Minneapolis and Honolulu became the first major US cities to see inflation fall back in line with the Federal Reserve’s national target since the pandemic price surge began in 2021.
(Bloomberg) — Minneapolis and Honolulu became the first major US cities to see inflation fall back in line with the Federal Reserve’s national target since the pandemic price surge began in 2021.
Prices in Minneapolis rose just 1.8% in the 12 months through May, while in urban Hawaii the figure was 2%, according to the Bureau of Labor Statistics. Both regions saw big drop-offs in the cost of household energy and motor fuel.
The Fed’s inflation target is 2%, though it uses a different price gauge that’s not directly comparable to the BLS numbers. Still, the data published Tuesday show a cooling of inflation across the US. The nationwide annual rate eased to 4%, the lowest level since March 2021. Investors stepped up bets that Fed officials, who’ve been raising interest rates for more than a year to rein in prices, will pause their run of hikes when they meet this week.
Some of the biggest US cities have seen sharp price slowdowns.
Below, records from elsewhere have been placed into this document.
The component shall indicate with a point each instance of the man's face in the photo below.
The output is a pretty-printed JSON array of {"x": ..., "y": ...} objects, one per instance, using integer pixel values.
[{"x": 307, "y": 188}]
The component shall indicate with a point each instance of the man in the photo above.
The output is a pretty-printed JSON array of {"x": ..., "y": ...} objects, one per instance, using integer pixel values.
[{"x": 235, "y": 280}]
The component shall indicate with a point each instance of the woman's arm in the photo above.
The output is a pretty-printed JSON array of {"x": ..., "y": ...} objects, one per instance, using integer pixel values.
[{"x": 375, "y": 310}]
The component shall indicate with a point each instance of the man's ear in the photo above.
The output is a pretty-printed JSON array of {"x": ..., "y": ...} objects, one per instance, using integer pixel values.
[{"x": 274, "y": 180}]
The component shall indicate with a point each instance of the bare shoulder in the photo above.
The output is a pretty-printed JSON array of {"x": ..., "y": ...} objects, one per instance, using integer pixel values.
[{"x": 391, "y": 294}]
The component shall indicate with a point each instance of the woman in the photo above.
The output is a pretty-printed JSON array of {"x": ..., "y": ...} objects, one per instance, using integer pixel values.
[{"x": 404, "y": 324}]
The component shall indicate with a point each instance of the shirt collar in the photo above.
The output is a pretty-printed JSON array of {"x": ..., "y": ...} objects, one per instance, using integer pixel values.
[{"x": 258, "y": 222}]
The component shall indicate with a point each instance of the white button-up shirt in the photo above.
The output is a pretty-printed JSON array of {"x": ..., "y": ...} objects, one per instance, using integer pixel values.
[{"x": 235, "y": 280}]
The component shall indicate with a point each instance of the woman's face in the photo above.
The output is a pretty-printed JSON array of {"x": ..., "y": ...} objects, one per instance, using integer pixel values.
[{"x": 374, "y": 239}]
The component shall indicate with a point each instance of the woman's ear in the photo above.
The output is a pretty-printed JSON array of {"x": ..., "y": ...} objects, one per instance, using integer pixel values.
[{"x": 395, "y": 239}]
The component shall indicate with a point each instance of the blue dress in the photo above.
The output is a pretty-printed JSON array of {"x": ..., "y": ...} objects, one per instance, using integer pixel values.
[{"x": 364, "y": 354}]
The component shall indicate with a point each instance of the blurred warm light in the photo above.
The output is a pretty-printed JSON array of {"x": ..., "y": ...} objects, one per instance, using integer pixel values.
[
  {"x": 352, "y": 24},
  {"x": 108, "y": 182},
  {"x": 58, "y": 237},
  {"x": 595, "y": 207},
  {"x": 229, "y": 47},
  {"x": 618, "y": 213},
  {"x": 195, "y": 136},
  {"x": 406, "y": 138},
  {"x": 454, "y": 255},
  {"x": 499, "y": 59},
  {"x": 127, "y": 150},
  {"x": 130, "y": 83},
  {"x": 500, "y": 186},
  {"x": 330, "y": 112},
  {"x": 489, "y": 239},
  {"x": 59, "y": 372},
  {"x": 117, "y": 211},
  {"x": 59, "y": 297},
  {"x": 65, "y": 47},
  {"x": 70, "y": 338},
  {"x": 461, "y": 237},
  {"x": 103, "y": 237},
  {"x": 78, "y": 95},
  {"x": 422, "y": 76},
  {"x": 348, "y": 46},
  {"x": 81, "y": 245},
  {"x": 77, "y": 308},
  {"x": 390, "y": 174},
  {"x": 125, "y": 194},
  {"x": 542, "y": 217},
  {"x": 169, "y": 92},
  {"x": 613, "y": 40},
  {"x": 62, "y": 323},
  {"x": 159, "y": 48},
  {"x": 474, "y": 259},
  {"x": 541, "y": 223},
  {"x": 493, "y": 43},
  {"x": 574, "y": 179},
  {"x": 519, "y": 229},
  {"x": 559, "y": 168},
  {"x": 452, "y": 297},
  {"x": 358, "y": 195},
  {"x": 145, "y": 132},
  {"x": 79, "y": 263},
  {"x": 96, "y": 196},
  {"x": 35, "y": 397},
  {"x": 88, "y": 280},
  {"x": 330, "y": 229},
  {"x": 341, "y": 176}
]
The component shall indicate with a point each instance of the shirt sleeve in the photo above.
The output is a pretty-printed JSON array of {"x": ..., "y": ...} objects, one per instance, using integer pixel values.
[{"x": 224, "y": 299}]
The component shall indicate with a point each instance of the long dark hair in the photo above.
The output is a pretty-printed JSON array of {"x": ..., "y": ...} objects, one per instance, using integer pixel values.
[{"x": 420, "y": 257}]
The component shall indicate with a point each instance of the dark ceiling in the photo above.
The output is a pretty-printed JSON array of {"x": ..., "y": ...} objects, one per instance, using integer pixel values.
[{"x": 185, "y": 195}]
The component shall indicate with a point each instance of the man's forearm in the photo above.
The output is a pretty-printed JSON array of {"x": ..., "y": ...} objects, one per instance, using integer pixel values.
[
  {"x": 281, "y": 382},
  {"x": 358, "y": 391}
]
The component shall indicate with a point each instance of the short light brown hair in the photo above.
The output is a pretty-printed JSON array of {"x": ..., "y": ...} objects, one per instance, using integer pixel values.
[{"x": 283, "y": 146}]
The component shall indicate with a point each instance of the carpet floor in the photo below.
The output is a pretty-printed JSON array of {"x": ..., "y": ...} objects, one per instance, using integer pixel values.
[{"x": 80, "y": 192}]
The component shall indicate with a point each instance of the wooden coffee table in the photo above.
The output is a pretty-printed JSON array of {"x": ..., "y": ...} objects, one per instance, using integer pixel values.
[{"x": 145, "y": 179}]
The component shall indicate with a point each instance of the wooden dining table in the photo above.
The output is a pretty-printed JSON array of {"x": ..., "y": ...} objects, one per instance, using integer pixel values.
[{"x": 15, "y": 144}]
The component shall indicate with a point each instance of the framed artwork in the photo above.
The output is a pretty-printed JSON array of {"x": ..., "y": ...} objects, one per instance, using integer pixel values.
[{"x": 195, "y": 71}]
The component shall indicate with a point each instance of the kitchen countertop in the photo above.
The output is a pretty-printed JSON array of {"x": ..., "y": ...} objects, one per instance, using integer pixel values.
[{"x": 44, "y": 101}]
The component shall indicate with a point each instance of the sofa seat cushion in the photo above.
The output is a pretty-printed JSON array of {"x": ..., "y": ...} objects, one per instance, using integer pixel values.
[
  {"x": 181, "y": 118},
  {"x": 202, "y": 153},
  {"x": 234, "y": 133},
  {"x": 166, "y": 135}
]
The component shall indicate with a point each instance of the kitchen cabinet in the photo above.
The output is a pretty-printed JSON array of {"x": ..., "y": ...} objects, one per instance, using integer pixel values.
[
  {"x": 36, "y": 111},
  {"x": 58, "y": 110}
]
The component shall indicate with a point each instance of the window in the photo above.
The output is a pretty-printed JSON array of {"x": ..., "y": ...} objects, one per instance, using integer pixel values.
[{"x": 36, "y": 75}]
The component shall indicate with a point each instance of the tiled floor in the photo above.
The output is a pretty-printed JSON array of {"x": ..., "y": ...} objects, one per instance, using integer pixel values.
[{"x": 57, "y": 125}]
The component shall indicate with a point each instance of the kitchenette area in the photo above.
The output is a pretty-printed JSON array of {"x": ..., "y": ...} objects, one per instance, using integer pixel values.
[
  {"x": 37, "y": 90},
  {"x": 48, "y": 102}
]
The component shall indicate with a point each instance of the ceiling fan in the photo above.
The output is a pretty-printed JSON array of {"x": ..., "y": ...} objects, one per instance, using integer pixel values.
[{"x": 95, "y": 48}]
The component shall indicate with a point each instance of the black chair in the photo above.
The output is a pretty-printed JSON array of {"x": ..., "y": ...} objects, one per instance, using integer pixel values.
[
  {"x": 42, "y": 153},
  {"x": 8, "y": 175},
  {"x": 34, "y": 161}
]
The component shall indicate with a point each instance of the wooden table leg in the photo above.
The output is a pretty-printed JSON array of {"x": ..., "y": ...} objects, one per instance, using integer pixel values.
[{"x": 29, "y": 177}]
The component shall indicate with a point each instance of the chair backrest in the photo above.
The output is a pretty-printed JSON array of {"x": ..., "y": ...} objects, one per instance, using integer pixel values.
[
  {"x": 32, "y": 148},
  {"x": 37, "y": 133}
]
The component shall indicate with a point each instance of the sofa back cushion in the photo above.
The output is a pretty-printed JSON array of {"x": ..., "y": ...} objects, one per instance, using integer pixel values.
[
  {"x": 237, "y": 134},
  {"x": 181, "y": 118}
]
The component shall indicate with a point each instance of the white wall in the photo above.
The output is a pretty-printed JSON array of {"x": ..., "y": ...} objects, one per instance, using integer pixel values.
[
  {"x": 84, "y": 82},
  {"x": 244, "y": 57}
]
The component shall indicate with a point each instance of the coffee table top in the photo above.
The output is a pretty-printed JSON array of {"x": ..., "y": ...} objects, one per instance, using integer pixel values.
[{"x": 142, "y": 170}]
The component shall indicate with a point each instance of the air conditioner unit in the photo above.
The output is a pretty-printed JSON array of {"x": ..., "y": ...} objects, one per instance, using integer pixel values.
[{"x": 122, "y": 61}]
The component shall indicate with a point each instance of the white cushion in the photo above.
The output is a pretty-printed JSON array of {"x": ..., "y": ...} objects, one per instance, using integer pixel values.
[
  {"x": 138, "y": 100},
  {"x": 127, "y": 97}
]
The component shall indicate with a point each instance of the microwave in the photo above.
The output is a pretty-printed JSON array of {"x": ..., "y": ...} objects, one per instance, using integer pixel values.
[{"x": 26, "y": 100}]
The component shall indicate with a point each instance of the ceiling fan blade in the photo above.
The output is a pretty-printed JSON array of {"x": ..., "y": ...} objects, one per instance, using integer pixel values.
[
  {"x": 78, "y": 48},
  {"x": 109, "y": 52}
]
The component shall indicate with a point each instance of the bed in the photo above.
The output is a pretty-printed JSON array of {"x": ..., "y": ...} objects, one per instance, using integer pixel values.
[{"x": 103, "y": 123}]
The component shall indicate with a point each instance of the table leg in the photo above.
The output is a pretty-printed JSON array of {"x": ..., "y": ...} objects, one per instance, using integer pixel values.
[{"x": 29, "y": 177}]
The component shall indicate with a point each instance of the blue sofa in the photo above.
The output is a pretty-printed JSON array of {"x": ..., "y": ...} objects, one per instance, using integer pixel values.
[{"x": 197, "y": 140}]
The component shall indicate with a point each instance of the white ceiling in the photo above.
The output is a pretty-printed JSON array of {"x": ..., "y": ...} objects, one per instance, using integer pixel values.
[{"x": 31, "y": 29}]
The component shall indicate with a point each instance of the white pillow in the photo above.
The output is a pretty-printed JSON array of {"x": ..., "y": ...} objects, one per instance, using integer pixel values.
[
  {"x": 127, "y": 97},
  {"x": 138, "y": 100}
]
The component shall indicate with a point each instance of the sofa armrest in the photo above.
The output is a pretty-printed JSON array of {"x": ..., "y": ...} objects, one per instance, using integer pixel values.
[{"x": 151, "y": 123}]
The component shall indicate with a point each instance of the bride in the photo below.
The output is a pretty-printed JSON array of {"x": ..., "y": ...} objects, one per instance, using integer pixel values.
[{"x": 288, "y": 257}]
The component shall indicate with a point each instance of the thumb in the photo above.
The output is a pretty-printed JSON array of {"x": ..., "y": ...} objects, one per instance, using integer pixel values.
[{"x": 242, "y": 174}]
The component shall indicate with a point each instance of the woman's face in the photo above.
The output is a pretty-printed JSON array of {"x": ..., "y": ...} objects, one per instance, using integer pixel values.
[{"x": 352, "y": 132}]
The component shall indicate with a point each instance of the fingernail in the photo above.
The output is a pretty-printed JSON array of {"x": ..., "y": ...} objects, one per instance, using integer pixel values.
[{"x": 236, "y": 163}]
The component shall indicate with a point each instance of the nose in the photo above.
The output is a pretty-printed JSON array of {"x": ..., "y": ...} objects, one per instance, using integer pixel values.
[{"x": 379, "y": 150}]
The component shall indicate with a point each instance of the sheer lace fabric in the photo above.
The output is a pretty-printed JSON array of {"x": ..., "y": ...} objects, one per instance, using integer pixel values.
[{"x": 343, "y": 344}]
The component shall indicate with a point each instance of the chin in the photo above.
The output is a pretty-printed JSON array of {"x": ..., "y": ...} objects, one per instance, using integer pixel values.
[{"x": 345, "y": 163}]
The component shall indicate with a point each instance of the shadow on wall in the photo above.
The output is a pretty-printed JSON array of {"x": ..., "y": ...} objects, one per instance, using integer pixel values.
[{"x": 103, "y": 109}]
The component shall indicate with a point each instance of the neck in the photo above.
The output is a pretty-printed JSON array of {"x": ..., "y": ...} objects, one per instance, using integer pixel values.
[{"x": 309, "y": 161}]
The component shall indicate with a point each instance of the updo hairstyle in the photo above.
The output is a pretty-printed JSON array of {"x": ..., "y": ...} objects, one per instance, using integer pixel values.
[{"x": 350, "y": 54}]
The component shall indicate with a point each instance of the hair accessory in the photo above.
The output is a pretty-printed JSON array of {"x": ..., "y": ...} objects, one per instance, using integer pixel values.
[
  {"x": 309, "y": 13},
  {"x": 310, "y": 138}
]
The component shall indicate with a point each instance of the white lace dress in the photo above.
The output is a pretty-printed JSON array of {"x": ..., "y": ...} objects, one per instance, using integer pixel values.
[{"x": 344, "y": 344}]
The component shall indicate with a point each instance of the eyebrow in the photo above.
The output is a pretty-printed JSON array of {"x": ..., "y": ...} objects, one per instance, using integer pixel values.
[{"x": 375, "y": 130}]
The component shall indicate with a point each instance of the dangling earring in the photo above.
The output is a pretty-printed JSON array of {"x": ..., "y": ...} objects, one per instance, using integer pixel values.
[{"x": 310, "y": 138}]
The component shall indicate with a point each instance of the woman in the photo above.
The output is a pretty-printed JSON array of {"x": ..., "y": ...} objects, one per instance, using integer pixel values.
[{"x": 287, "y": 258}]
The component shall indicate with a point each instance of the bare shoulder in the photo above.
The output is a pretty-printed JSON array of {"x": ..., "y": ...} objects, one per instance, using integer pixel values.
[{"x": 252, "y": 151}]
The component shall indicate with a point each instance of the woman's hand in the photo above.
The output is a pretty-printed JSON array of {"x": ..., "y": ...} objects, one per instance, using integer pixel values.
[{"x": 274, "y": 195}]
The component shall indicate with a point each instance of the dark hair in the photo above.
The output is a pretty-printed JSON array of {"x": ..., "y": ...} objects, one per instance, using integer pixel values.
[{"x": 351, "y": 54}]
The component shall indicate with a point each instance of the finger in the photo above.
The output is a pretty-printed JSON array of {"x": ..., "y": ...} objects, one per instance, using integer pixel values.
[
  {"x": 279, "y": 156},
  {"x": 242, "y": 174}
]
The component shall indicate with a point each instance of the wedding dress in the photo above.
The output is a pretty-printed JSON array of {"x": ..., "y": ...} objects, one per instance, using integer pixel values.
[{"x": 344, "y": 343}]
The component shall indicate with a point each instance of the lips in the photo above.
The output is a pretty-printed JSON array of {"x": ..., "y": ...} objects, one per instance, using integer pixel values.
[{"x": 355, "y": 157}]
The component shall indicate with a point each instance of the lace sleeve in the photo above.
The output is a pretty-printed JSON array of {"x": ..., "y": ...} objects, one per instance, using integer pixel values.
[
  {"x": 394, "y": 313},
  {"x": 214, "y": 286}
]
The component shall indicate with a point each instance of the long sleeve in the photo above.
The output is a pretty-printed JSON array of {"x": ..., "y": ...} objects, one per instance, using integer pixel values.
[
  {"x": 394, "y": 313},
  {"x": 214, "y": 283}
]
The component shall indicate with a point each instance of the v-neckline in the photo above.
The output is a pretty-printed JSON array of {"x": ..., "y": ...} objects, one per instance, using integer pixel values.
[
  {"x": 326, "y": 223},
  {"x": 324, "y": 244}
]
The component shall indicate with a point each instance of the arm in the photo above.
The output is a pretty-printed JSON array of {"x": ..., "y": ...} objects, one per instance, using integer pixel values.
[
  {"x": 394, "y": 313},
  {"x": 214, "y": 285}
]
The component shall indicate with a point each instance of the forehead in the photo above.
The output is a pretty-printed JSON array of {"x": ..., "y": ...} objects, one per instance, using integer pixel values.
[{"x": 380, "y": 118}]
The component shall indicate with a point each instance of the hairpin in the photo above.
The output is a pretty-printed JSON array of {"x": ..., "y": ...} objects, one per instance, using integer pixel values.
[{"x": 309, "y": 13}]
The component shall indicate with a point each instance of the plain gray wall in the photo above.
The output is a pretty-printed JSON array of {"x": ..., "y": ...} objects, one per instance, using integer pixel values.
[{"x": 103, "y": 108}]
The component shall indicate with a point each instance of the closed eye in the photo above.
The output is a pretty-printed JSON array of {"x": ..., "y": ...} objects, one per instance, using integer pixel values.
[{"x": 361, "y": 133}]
In New York City, the largest metro area, the inflation rate dropped to 3.5%, down from a post pandemic peak of 6.7% in June 2022. The swing was even bigger in Los Angeles and Chicago — which both had rates of 8.5% or higher at the peak, and now have inflation of somewhat above 3%.
American inflation hotspots remain, especially in parts of the Sun Belt — although even there, there’s been a marked easing from rates that ran as high as 13% last summer.
Tampa, Florida — which has been at or near the top of the national inflation league for more than two years — still had the highest rate among large cities last month, at 7.3%.
The government tracks prices in 23 metro areas, with New York, Los Angeles and Chicago reporting inflation every month and the other cities alternating every other month.